Más de 50 kilos de cocaína fueron encontrados ayer en un contenedor en el puerto de Montevideo, tras un operativo conjunto realizado entre la Dirección General de Represión al Tráfico Ilícito de Drogas (Dgrtid), la División Investigaciones y Narcotráfico (Divin) de Prefectura Nacional Naval y la Dirección de Aduanas.

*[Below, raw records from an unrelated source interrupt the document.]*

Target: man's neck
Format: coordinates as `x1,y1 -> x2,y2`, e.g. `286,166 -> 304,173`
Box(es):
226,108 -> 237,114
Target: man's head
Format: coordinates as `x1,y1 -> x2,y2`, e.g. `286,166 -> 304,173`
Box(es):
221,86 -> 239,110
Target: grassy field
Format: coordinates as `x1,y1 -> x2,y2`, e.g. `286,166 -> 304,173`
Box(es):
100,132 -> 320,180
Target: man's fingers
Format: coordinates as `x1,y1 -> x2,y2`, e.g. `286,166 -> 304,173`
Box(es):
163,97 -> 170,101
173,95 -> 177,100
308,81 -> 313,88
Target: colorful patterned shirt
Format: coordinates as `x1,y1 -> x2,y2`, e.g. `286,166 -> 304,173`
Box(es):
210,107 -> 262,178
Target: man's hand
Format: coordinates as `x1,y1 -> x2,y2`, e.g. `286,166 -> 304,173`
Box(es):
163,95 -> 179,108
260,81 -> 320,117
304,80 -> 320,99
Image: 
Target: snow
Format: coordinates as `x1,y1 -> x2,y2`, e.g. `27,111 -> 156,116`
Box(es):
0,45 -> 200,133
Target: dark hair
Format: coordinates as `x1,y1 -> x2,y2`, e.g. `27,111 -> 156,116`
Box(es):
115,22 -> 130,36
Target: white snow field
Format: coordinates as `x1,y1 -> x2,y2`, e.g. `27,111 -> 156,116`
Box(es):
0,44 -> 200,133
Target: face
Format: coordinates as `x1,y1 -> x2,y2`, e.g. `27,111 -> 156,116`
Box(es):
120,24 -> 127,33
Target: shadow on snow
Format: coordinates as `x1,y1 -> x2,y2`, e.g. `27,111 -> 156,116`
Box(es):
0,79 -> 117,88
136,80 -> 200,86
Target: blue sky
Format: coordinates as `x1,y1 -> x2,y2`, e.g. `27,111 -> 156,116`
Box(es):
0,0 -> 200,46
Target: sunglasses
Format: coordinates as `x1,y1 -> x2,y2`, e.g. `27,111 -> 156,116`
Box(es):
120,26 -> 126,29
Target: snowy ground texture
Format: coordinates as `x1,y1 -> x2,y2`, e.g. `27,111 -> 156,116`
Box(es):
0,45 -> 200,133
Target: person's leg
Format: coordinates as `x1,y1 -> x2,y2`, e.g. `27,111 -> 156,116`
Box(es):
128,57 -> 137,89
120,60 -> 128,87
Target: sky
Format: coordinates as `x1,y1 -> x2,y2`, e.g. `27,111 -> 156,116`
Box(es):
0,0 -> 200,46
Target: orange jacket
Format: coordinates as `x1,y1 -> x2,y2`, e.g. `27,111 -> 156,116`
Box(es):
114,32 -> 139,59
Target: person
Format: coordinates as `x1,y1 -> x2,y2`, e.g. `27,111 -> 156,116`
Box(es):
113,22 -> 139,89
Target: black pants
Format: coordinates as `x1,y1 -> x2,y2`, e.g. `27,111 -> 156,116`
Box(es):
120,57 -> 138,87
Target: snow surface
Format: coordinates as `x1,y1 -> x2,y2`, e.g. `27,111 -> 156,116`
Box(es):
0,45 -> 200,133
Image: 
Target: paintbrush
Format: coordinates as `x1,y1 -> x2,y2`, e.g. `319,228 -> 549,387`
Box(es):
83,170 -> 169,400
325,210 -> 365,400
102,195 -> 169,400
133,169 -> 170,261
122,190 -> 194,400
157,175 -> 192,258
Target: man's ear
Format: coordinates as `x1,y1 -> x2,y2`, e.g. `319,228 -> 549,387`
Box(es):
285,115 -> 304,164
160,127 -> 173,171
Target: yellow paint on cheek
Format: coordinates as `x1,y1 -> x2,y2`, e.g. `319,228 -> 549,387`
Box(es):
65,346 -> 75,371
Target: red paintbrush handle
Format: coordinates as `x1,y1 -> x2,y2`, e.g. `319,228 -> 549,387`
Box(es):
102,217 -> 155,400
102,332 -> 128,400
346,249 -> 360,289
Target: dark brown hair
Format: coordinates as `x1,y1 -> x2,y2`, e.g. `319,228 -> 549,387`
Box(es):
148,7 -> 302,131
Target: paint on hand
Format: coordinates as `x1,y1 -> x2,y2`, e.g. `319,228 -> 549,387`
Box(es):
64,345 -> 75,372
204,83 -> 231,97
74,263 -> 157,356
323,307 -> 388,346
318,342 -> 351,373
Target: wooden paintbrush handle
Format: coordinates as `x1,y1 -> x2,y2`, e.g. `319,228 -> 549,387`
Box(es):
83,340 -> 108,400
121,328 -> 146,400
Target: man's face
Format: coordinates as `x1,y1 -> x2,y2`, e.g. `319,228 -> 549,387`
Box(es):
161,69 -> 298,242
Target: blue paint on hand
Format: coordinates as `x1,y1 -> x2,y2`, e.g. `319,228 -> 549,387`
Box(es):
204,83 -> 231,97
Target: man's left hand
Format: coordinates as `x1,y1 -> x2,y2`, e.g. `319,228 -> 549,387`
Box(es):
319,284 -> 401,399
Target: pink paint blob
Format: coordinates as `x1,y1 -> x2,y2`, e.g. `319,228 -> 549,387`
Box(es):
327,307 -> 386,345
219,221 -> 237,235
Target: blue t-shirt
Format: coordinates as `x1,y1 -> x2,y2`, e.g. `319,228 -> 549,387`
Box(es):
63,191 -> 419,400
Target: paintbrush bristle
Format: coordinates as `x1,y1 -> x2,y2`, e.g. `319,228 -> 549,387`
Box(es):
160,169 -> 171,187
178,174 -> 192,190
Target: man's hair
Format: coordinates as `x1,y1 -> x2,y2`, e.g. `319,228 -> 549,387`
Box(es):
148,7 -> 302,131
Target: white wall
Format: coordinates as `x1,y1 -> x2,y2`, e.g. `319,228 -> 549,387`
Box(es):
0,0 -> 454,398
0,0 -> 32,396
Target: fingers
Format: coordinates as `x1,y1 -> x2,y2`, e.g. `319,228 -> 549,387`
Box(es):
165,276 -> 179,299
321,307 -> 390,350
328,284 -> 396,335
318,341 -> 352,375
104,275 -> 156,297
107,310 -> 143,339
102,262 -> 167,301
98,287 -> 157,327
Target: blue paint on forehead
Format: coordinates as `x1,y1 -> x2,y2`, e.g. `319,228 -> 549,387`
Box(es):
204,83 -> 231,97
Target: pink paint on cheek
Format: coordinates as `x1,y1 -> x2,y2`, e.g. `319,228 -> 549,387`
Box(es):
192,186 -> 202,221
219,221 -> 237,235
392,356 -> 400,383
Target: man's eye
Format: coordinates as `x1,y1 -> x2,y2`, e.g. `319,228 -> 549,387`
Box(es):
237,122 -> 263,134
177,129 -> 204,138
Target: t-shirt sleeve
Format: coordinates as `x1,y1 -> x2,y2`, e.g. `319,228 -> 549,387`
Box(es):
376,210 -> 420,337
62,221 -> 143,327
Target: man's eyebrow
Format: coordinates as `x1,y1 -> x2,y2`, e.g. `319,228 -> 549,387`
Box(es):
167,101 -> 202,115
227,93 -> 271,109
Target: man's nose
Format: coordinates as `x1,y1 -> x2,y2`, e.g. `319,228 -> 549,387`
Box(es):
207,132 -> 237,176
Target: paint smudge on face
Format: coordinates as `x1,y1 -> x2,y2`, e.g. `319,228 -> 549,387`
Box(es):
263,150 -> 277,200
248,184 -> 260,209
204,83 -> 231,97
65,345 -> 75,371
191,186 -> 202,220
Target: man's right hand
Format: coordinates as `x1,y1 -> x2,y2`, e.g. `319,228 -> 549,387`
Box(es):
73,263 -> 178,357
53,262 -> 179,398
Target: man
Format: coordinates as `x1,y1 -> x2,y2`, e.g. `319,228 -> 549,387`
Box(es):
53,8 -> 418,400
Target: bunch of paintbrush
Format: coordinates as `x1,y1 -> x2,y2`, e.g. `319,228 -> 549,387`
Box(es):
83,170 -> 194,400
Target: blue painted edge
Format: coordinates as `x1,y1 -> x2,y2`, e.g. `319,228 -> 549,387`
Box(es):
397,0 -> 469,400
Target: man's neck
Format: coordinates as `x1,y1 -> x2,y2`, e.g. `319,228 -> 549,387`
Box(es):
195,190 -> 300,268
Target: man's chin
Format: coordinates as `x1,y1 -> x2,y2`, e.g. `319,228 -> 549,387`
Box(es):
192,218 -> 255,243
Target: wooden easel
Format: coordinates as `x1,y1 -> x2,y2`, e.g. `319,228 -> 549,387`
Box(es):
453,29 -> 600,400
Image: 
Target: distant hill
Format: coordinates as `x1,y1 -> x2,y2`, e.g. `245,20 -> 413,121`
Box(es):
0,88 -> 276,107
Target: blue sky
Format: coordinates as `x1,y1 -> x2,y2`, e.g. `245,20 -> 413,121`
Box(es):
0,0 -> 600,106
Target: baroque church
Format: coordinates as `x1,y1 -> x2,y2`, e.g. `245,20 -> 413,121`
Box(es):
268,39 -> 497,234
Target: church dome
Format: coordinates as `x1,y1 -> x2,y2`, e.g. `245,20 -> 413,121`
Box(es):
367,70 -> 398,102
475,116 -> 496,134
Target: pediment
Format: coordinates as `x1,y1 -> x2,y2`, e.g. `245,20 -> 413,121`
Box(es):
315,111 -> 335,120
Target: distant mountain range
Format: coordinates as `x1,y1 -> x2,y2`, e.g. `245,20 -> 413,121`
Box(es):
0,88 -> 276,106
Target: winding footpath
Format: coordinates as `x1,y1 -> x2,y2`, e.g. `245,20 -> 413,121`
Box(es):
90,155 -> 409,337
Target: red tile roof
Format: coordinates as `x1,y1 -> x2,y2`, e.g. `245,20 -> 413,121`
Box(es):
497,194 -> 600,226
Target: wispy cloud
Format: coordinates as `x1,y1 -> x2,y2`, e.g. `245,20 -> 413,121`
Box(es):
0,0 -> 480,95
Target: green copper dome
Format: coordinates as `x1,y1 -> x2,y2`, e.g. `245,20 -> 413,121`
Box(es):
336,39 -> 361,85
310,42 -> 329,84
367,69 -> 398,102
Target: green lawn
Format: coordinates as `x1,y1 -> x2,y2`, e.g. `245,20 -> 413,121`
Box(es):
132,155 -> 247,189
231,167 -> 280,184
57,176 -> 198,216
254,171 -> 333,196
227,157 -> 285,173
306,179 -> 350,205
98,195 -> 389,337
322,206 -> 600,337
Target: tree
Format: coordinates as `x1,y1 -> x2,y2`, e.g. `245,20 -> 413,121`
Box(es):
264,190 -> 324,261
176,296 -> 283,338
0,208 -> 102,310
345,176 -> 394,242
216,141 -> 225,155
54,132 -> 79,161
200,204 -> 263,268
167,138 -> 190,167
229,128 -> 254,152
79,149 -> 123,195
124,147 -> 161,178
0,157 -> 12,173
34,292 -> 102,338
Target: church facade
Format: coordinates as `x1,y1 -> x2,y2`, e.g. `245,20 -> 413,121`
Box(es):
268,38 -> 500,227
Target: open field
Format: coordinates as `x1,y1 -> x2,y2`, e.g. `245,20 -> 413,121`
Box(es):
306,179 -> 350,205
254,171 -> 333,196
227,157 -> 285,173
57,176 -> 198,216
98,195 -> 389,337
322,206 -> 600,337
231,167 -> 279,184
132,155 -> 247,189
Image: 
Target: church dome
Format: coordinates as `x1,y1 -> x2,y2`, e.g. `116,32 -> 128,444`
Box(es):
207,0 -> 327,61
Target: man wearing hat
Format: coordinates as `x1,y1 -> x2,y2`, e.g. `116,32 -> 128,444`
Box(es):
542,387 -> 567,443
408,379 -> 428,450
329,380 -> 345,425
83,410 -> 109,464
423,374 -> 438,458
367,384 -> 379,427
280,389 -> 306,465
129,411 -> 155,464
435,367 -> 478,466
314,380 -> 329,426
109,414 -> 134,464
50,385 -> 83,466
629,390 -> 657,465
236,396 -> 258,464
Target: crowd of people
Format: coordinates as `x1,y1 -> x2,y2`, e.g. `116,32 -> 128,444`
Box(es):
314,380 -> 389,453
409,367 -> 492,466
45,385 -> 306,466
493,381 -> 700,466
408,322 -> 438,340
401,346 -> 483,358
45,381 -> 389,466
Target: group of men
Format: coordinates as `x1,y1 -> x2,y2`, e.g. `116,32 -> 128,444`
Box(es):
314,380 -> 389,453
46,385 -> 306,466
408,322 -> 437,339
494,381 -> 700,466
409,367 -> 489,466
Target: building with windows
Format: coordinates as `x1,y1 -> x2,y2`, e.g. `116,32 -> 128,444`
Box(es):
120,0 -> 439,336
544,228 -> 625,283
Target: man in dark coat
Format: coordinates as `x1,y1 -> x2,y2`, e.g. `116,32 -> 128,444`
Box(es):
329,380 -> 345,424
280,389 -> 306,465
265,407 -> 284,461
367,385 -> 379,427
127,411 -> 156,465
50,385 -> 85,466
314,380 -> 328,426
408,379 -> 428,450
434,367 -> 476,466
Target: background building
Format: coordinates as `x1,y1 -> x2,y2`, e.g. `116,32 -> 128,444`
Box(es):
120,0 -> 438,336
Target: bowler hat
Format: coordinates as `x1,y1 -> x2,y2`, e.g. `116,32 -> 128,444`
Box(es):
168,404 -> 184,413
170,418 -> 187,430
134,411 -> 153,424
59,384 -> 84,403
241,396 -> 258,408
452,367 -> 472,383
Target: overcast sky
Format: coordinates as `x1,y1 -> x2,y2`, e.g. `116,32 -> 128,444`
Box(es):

El operativo estuvo supervisado por la jueza de Crimen Organizado, Graciela Gatti.
Durante dicho operativo, efectivos policiales, navales y aduaneros abordaron el buque y comenzaron a estudiar los contenedores.
Los investigadores hallaron indicios en uno de ellos al detectar el faltante de tornillos en una plancha que protegía el sistema de refrigeración.
De este modo, al retirar la plancha, constataron que en el ducto había una cantidad de ladrillos con droga. En total, según se verificó más tarde, se trataba de 51,895 kilos de cocaína en alto estado de pureza.
Las investigaciones permitieron establecer que este contenedor, según la documentación legal que lo respaldaba, fue cargado en Perú con un embarque de bananas que tenían a Holanda como destino.
En Holanda la carga legal fue desembarcada, pero no la que llevaba oculta el contenedor. Los investigadores creen que por alguna razón la organización de narcotraficantes no pudo llegar a descargar la cocaína. La Policía Antidrogas tiene claro que la sustancia no tenía a Uruguay como destino.
Tampoco está claro, de momento, qué organización de narcotraficantes está detrás de la operación.
Los investigadores detectaron tres logos distintos en el empaque de la cocaína que enviaron a sus colegas de Colombia, Perú (desde donde partió originalmente la carga) y de la DEA estadounidense, con el fin de identificar a qué cartel puede pertenecer la droga.
Los grupos de narcotraficantes suelen colocar marcas en sus alijos para hacer la "trazabilidad" de sus embarques, ello a su vez suele proporcionar pistas a los investigadores.